Polvere di S. La Ruina

I Post di Renato Palazzi

Inauguriamo una nuova rubrica tenuta da Renato Palazzi. All’inizio della settimana pubblicheremo alcune brevi note (da cui il nome “Post”) di attualità, costume, cronaca teatrale su cui riflettere o farsi due risate. Buona lettura

Lo scorso 12 maggio Elio De Capitani ha pubblicato in questo sito il suo articolato intervento sul decreto di riforma del teatro promosso dal Ministero dei Beni Culturali: uno scritto  lucido, intenso, appassionato che difendeva tra l’altro con veemenza il punto di vista di chi il teatro lo fa nascere ogni giorno, e non lasciava alibi a chi quella riforma l’ha voluta e realizzata. Il 12 giugno, esattamente un mese dopo, con una coincidenza un po’ sospetta il Teatro Elfo Puccini, di cui Elio è co-direttore artistico ha subito un taglio di alcune decine di migliaia di euro, nonostante da tempo venga universalmente riconosciuto come un modello produttivo e gestionale da studiare e analizzare, un caso unico – col Franco Parenti – nel panorama della scena italiana. Sarà anche un caso, una fatalità, una brutta beffa della sorte. Ma l’impressione che si sia trattato di una ritorsione è difficile rimuoverla.
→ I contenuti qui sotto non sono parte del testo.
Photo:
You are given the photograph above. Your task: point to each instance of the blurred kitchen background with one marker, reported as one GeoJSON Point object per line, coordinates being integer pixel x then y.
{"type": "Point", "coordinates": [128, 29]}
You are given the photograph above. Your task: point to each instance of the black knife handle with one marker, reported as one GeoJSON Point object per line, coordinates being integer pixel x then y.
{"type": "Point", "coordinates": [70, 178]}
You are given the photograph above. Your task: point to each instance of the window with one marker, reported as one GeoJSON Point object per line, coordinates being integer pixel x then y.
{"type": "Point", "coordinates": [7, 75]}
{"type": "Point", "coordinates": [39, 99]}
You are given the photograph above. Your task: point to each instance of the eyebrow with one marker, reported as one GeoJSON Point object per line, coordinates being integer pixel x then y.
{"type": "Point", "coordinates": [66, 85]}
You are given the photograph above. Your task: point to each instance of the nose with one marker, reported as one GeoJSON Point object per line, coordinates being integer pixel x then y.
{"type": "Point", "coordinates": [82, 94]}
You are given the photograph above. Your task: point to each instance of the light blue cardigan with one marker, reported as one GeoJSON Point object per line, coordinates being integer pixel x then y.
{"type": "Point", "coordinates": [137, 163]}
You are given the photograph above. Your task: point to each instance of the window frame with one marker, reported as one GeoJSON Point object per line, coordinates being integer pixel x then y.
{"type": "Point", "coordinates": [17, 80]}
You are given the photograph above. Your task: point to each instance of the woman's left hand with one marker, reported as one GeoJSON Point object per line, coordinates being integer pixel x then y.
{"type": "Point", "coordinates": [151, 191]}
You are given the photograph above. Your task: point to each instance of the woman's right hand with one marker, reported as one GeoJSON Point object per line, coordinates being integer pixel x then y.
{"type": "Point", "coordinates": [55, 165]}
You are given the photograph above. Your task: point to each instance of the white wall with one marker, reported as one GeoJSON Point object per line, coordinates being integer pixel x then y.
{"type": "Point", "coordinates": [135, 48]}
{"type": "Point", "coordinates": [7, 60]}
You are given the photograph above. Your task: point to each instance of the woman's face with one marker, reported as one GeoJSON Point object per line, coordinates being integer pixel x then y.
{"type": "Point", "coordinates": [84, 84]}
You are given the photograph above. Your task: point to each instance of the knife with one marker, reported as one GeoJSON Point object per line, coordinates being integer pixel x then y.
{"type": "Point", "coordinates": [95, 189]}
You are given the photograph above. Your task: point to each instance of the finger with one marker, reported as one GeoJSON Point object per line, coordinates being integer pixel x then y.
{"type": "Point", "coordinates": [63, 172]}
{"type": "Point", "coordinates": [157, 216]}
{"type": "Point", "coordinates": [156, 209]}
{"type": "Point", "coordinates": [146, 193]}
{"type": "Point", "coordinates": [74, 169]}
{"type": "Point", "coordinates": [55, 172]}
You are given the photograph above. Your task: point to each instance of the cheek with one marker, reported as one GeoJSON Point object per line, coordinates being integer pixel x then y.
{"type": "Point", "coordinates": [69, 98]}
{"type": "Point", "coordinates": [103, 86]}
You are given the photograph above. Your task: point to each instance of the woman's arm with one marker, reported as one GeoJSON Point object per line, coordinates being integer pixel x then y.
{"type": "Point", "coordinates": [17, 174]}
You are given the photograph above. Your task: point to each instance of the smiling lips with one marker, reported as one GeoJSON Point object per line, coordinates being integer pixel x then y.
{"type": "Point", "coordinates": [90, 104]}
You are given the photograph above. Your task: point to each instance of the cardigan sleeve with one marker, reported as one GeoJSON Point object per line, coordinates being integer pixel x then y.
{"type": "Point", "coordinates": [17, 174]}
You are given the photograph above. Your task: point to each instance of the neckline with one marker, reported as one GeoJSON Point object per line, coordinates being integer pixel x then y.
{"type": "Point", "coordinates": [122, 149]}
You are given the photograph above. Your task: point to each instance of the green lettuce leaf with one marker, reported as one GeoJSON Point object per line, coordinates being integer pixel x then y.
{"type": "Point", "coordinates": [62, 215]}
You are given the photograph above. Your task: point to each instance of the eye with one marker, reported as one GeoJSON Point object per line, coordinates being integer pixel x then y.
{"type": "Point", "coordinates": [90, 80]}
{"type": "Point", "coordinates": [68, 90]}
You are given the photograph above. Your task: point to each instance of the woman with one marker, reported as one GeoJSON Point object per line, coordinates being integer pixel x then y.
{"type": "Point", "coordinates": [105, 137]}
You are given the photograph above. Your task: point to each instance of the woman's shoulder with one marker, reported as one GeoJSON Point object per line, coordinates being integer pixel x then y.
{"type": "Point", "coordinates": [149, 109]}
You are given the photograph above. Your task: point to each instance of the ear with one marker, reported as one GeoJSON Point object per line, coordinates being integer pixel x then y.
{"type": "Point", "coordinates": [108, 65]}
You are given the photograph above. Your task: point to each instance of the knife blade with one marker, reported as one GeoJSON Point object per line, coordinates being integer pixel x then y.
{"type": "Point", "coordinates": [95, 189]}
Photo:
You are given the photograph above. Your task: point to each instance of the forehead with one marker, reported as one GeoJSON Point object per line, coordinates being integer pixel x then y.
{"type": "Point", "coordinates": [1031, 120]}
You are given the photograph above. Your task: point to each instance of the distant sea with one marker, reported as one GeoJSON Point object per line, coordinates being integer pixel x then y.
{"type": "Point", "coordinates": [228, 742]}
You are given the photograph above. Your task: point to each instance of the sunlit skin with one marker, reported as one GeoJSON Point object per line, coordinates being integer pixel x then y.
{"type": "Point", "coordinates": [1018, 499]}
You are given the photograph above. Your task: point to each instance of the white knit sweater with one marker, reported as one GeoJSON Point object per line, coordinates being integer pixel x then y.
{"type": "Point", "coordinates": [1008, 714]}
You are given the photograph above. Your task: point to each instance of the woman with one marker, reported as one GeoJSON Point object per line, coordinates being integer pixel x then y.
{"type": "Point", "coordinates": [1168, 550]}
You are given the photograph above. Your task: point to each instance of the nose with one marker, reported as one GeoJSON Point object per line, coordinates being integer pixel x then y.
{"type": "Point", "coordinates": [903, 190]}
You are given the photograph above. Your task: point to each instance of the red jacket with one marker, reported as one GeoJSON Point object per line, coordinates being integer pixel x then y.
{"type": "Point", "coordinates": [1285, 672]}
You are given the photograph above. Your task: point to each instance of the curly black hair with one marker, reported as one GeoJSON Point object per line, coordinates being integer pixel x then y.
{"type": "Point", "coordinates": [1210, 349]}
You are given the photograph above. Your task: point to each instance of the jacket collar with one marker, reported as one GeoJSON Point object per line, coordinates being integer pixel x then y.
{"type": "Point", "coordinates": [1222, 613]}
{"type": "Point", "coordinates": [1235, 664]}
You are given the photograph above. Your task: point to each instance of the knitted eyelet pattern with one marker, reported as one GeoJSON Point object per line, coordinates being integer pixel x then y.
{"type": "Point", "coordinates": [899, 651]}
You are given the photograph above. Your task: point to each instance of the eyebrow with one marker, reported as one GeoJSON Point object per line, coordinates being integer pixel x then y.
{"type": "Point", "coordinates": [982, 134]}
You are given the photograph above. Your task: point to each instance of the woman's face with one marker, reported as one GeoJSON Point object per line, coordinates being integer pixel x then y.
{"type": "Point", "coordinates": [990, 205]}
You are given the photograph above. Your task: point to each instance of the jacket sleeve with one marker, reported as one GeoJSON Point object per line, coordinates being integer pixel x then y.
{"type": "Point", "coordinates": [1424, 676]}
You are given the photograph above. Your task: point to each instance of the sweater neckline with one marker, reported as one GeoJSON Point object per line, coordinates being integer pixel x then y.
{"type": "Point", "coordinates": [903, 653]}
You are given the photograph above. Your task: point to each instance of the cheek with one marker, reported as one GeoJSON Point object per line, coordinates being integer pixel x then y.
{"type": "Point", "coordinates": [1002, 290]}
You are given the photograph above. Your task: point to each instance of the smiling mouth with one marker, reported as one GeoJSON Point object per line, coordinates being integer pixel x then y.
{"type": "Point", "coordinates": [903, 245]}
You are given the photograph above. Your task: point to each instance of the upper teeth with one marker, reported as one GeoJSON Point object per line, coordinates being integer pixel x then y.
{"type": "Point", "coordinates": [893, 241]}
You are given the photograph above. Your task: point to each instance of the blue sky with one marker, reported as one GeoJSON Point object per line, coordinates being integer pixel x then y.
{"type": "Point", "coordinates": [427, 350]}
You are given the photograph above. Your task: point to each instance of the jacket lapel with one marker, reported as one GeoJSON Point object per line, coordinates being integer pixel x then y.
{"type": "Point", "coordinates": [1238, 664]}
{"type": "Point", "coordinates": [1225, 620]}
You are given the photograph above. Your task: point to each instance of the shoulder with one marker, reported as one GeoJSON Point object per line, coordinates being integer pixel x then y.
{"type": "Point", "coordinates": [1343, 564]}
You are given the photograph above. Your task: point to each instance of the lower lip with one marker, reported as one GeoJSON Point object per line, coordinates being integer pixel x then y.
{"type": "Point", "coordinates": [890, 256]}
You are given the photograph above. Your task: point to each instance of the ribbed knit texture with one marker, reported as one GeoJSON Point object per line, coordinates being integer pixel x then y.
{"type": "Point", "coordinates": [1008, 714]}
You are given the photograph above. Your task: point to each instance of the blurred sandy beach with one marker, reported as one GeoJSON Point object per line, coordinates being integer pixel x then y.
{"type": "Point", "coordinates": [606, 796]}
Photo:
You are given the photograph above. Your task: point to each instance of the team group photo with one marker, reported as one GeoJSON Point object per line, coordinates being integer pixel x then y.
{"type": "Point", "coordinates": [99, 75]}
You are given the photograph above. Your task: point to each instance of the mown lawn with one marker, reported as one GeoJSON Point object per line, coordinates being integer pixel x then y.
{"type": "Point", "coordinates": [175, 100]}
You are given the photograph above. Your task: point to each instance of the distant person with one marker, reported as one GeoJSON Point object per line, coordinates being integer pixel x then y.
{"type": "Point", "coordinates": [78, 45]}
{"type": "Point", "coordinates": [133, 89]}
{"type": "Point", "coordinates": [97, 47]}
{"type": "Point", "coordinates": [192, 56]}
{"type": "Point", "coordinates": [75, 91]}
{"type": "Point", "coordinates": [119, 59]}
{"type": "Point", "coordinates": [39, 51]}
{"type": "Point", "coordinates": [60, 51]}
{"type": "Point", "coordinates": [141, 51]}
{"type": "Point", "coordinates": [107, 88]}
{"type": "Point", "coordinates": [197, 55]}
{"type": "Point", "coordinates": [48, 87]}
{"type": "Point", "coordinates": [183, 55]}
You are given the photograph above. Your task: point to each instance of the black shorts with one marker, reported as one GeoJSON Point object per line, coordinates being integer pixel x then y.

I misteri del teatro, per quanto ci si abitui, restano sempre impenetrabili. Dopo avere debuttato, nel suo nuovo spettacolo Polveresulla sopraffazione maschile all’interno della coppia –  a fianco di una brava, giovane attrice, Jo Lattari, Saverio La Ruina (con lui nella foto) lo ha ripreso al festival Primavera dei Teatri con un’altra interprete femminile, Cecilia Foti, che è anche la sua vera compagna nella vita. Ebbene, senza che il testo in alcun modo cambiasse, per un’alchimia imperscrutabile questo legame personale ha sottilmente mutato gli equilibri dello spettacolo: lui è parso più fragile, meno sadico e cattivo, lei, che in partenza era apparentemente più indifesa, alla fine sembrava meno sottomessa, e lasciava intuire una maggiore possibilità di ribellarsi.

Spero che adesso Mino Bertoldo non mi scateni ancora contro i suoi seguaci: ma sere fa al Teatro Out Off di Milano, per una delle ultime repliche de Il bosco di David Mamet, amorevolmente messo in scena e interpretato da Elena Arvigo con Antonio Zavatteri, oltre a me c’erano in platea nove spettatori. Non è per accanirmi contro questa sala milanese, ma simili “forni” – ormai abituali  in quella sala – sono un’autentica vergogna. Non lo dico per il teatro, il cui destino è nelle mani di chi lo guida, ma per gli artisti ospiti, che sono a Milano a proprie spese e hanno fatto sacrifici per realizzare la loro produzione. Se non ci sono le condizioni per presentare gli spettacoli in condizioni dignitose, tanto vale non programmarli, e chiudere prima la stagione.

Si è spenta, dopo una lunga malattia, Antonia Spaliviero, moglie e collaboratrice del regista Gabriele Vacis, autrice o traduttrice dei testi di diversi suoi spettacoli (l’ultimo suo impegno era stato il progetto La bellezza salvata dai ragazzini), co-fondatrice con lui e con i suoi attori “storici” del Laboratorio Teatro Settimo, uno dei gruppi di punta del teatro di ricerca italiano degli anni Ottanta. Ci sono casi in cui si vede bene che certe intese, certi sodalizi più o meno dichiarati di idee, di sogni, di passioni vanno oltre il legame matrimoniale e i rapporti di coppia: penso che tra loro andasse proprio così, che lei – al di là dei diretti contributi a questa o quella esperienza – fosse presente in tutto e per tutto nella vita e nella creatività di Gabriele, che in ogni cosa che lui faceva ci fosse, grande o piccola, l’impronta di Antonia.